Слушатели хохотали, а он со скучающим видом разглядывал свои холеные белые руки и покрытые лаком ногти, которыми гордился не меньше, чем костюмами, галстуками, сорочками, шляпами, туфлями и носовыми платками с монограммой, единственными во всем городе. За ним укрепилась слава злого насмешника, которую он старательно поддерживал. В его голове, покрытой редкими светлыми волосами с безупречным пробором от середины лба до самого затылка, хранилось досье на всех сограждан, полная картотека скандалов и архив всех происшествий.
Грозный адвокат в зале суда, он хотел быть для всех обывателей грозой и в повседневной жизни, — возможно, ему было легче появляться со своим горбом на людях.
— Господин Благу со своей блажью!.. — простодушно сообщил он и тотчас опустил долу красноватые кроличьи глазки, занявшись пристальным разглядыванием лака на ногтях. Пескари за столом захихикали, а кое-кто и громко расхохотался, потому что история господина примаря Атанасие Благу и «его блажи» стала уже притчей во языцех. Кланяясь и отвечая на поклоны, они проехали в автомобиле с видом совершенного согласия и любви. Но Пику Хартулар знал и не уставал всем рассказывать, какую адскую жизнь устроила господину Атанасие Благу его вторая жена, госпожа Клеманс Благу, молодая и экспансивная особа с преострыми ноготками, которые нередко оставляют на благодушном лице господина примаря следы, напоминающие татуировку.
По другой стороне улицы, опустив глаза в землю, шла пара в трауре. Бледная молодая девушка прижимала к груди букет белых цветов. Рядом странной заплетающейся походкой брел довольно молодой небритый мужчина.
— Гм-гммм!
При всем замогильном лаконизме, восклицание Пику Хартулара прозвучало как емкий эпилог известного всем романа.
Это направлялись на кладбище Надия Трифан с Магылей. Шли убрать цветами могилу Корнелии Трифан, похороненной накануне. Для всех это означало, что Магыля уже утешился сам и утешал третью дочь Тудосе Трифана.

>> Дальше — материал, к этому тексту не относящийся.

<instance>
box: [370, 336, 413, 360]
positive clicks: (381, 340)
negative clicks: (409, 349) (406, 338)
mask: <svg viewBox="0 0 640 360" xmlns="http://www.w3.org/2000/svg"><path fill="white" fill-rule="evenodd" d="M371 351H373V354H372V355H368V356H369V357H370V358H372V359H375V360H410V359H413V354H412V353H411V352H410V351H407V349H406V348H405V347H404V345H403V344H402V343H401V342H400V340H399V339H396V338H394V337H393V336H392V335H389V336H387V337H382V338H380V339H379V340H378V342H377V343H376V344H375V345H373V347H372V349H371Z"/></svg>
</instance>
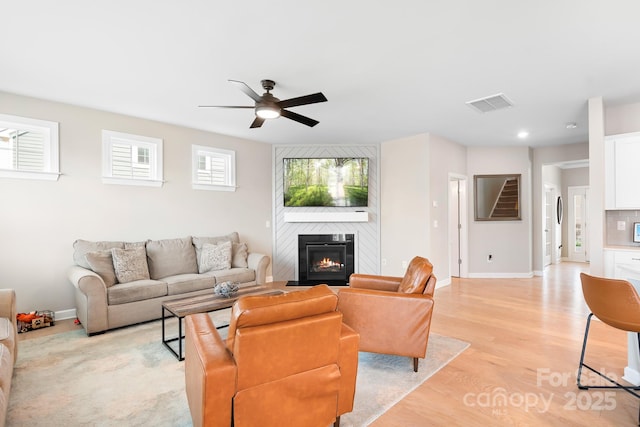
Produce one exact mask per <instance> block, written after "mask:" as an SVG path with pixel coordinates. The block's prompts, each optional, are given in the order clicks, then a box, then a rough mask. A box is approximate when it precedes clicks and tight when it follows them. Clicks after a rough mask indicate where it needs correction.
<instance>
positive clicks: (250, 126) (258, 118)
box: [249, 116, 265, 129]
mask: <svg viewBox="0 0 640 427" xmlns="http://www.w3.org/2000/svg"><path fill="white" fill-rule="evenodd" d="M264 120H265V119H263V118H262V117H258V116H256V119H255V120H254V121H253V123H251V126H249V128H250V129H253V128H259V127H261V126H262V123H264Z"/></svg>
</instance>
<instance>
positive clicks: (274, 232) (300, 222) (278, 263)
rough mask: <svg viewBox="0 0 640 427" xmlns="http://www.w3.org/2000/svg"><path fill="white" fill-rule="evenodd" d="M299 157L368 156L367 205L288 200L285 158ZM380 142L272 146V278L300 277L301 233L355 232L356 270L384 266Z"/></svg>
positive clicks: (318, 157) (358, 156)
mask: <svg viewBox="0 0 640 427" xmlns="http://www.w3.org/2000/svg"><path fill="white" fill-rule="evenodd" d="M295 157H318V158H321V157H354V158H356V157H367V158H368V159H369V200H368V206H366V207H362V208H361V207H356V206H353V207H292V206H284V160H283V159H285V158H295ZM379 158H380V146H379V145H376V144H373V145H350V144H336V145H327V146H324V145H323V146H317V145H293V144H286V145H275V146H274V147H273V200H274V204H273V217H272V219H273V221H272V222H271V224H272V229H273V252H272V253H273V256H272V261H271V263H272V274H273V279H274V280H287V281H296V280H297V279H298V234H323V233H326V234H338V233H354V234H355V235H356V236H355V239H356V241H355V269H356V271H355V272H356V273H371V274H377V273H379V271H380V229H379V228H380V203H379V201H380V173H379Z"/></svg>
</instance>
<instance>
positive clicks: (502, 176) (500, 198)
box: [473, 174, 521, 221]
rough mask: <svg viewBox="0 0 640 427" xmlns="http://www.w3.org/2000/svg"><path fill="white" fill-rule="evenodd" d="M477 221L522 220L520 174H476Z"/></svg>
mask: <svg viewBox="0 0 640 427" xmlns="http://www.w3.org/2000/svg"><path fill="white" fill-rule="evenodd" d="M473 186H474V215H475V220H476V221H514V220H520V219H521V217H520V174H502V175H474V176H473Z"/></svg>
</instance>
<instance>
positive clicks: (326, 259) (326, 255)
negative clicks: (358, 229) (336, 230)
mask: <svg viewBox="0 0 640 427" xmlns="http://www.w3.org/2000/svg"><path fill="white" fill-rule="evenodd" d="M353 237H354V236H353V234H300V235H298V282H297V284H298V285H318V284H321V283H326V284H327V285H331V286H346V285H347V284H348V282H349V276H351V274H352V273H353V271H354V245H353Z"/></svg>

— Оставь их в покое! Их, будь добр, оставь в покое! — попросил для них пощады Григоре Панцыру.
— Как будто Магыля нуждается в моем или вашем одобрении, господин Григоре!
Пику Хартулар хотел добавить еще что-то. Но замолчал, устремив глаза в конец улицы и напряженно сдвинув брови.
— Черная пантера! — возвестил один из сидевших за столом пескаришек.
Пику Хартулар сделал вид, что не слышит. Пескарь настаивал:
— Ей-богу, Пику, это она! Медуза, и с ней какой-то тип!
Действительно, в конце улицы показались Адина Бугуш и Тудор Стоенеску-Стоян. Они шли бок о бок, бессознательно чувствуя возникшую меж ними близость, особенно Адина Бугуш, находившаяся под впечатлением собственной недавней исповеди. Она рассказывала о чем-то с оживлением, ей вовсе не свойственным: наблюдатели, расположившиеся на посту у «Ринальти», такою ее видели нечасто. Она уже показала Тудору Стоенеску-Стояну полгорода, и теперь они отправлялись знакомиться со второй его половиной.